FifiGit

NOTE: Before we get started, you need to generate Personal Access Token to access the GitHub API. Generate one and add it to the line 8 of the code.

NOTE: You aren't allowed to commit your Access token, else it gets revoked. While this is a security feature, it also makes it difficult to debug your file locally and then push a modified version. I came across a solution for this and have written it in a gist. Do check that out!

This is a CLI to interact with the GitHub GraphQL API and the GitHub REST API (not anymore, but worth a mention). The core of the program is build upon Python, mainly using the requests and the argparse library. The request library is used to GET data from the API server and import it to the Python code, while the argparse library is used to build the Command Line Interface, using arguement flags.

Feel free to jump to the Installation if you want to skip over the explanation.

GitHub REST API (discarded)

GitHub REST API can be used to create calls to get the data you need to integrate with GitHub.

Trying out a basic command, we can look at the functionality of the API

$ curl https://api.github.com/Fifirex

> {
> "login": "Fifirex",
> "id": 75205458,
> "node_id": "MDQ6VXNlcjc1MjA1NDU4",
> "url": "https://api.github.com/users/Fifirex",
> ...
> }

If you add the -i (INFO) tag we see that the Content-Type is application/json. Which implies that the returned objectafter a GET command will be of json format, this makes it easier for us to access information due to the presence of key attributes.

Using the Access token we can access Information on all (not, technically)the Repos by running the following command for a specific username

curl -H “Authorization: token MYTOKEN” "https://api.github.com/search/repositories?q=user:MYUSERNAME"

This is all we need to know about the REST API to build our CLI.

GitHub GraphQL API

This is the v4.0 API used by GitHub. GraphQL uses one endpoint query rather than multiple endpoint REST uses. This reduces the number of GET calls in the program and thus makes it faster.

I stumbled upon the APIv4.0 while looking for ways to list the topics of a Repositary (Issue #1).

To list out the topics of a particular Repo, only GraphQL can be used as it is a Preview Feature, introduced in API v4.0. So, I had to implement this in my --repo flag, as Listing out of Topics of a Repo was asked.

I integrated the entire --repo module with this API, so only one GET call was required.

Over time the entire program has migrated from the RESP API to the GraphQL API. Increasing the speed and keeping the GET calls clean.
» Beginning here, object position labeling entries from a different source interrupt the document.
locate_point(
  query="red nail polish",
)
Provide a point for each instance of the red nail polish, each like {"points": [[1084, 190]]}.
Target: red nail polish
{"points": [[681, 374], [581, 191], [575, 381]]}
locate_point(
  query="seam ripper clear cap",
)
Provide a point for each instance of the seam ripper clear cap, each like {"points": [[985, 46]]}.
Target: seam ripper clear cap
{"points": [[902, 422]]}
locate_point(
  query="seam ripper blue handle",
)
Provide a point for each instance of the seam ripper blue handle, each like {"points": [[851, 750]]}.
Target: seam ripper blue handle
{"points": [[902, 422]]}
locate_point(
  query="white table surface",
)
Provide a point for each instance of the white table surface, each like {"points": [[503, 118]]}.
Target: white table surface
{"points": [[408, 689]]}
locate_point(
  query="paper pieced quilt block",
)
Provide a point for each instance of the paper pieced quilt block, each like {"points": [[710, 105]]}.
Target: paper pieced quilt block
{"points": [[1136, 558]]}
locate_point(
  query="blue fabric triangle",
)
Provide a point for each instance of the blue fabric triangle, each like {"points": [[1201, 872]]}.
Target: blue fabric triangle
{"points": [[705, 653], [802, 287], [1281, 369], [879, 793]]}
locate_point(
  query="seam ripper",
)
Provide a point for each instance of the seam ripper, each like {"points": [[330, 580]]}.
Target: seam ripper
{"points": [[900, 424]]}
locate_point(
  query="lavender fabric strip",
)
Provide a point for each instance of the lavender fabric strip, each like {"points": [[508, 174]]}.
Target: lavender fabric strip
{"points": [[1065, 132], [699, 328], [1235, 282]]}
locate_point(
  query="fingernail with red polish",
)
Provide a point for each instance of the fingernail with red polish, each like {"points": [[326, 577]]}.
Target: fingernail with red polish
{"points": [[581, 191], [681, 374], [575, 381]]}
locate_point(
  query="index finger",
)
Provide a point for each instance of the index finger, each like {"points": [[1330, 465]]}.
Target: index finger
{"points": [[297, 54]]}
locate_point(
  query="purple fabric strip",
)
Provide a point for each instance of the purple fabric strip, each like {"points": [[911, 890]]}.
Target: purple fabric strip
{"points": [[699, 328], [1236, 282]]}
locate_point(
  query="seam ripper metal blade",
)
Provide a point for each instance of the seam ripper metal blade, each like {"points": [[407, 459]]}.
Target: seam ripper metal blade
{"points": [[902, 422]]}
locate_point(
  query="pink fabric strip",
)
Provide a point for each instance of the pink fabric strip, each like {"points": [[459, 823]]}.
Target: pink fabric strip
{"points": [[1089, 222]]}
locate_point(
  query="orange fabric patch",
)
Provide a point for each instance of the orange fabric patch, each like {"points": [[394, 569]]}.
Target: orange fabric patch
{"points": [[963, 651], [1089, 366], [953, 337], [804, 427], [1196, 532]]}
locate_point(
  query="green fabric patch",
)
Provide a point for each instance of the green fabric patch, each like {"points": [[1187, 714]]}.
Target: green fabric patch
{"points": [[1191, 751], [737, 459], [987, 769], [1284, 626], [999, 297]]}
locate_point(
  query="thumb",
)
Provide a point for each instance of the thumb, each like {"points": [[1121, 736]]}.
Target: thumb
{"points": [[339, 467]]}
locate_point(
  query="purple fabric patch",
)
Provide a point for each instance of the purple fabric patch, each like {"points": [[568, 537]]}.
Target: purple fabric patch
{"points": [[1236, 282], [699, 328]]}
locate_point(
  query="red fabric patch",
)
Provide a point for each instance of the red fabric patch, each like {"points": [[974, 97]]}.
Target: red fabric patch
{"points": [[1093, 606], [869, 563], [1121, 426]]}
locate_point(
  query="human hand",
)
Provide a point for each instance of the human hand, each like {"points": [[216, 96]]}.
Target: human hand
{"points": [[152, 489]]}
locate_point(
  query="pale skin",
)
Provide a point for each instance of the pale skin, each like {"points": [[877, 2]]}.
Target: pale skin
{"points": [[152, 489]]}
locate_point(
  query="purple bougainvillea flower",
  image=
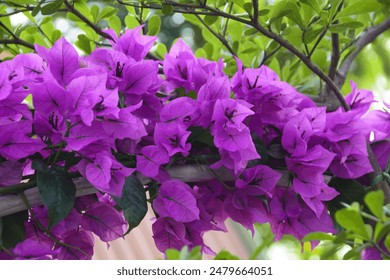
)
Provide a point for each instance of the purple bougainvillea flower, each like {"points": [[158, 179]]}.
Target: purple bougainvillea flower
{"points": [[104, 221], [82, 136], [214, 89], [351, 166], [33, 249], [90, 98], [169, 234], [258, 180], [126, 126], [10, 173], [150, 160], [172, 136], [296, 134], [230, 112], [62, 60], [359, 100], [316, 117], [82, 245], [178, 110], [312, 164], [15, 142], [132, 43], [105, 173], [139, 77], [238, 160], [49, 97], [177, 201]]}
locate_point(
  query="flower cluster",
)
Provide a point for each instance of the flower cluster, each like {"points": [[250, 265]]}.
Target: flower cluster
{"points": [[115, 114]]}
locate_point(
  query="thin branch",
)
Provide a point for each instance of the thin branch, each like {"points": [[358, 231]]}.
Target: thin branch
{"points": [[13, 13], [323, 32], [17, 41], [368, 37], [255, 4], [334, 61], [219, 37], [86, 21]]}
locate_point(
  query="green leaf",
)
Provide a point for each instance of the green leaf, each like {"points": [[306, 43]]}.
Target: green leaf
{"points": [[1, 231], [131, 22], [355, 252], [167, 9], [311, 35], [133, 201], [107, 12], [58, 192], [342, 27], [359, 7], [248, 7], [154, 25], [209, 20], [51, 8], [13, 229], [374, 201], [115, 23], [381, 230], [352, 221], [56, 35], [225, 255], [84, 43], [95, 13], [161, 50], [387, 242], [312, 4], [318, 236]]}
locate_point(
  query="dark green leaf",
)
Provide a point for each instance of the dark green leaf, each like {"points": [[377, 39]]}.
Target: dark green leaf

I have also integrated the uinfo module with GraphQL to reduce query calls over followers and following sections, which would cost 3 calls on REST API. This is the query template for the same.

More information about the migration and implementations in the Workings section.

Do try out the GitHub Explorer to visualize the nodes and the edges of the GraphQL API in real time!

Introduction to the CLI

To get the information from the API servers we use post from the requests module to run a targetted query.

The returned object is a json type one, hence navigation is easier and faster using the key attributes provided.

The interactive interface is then built on these foundations, which was then made into an Unix Executable File to run it through the Terminal.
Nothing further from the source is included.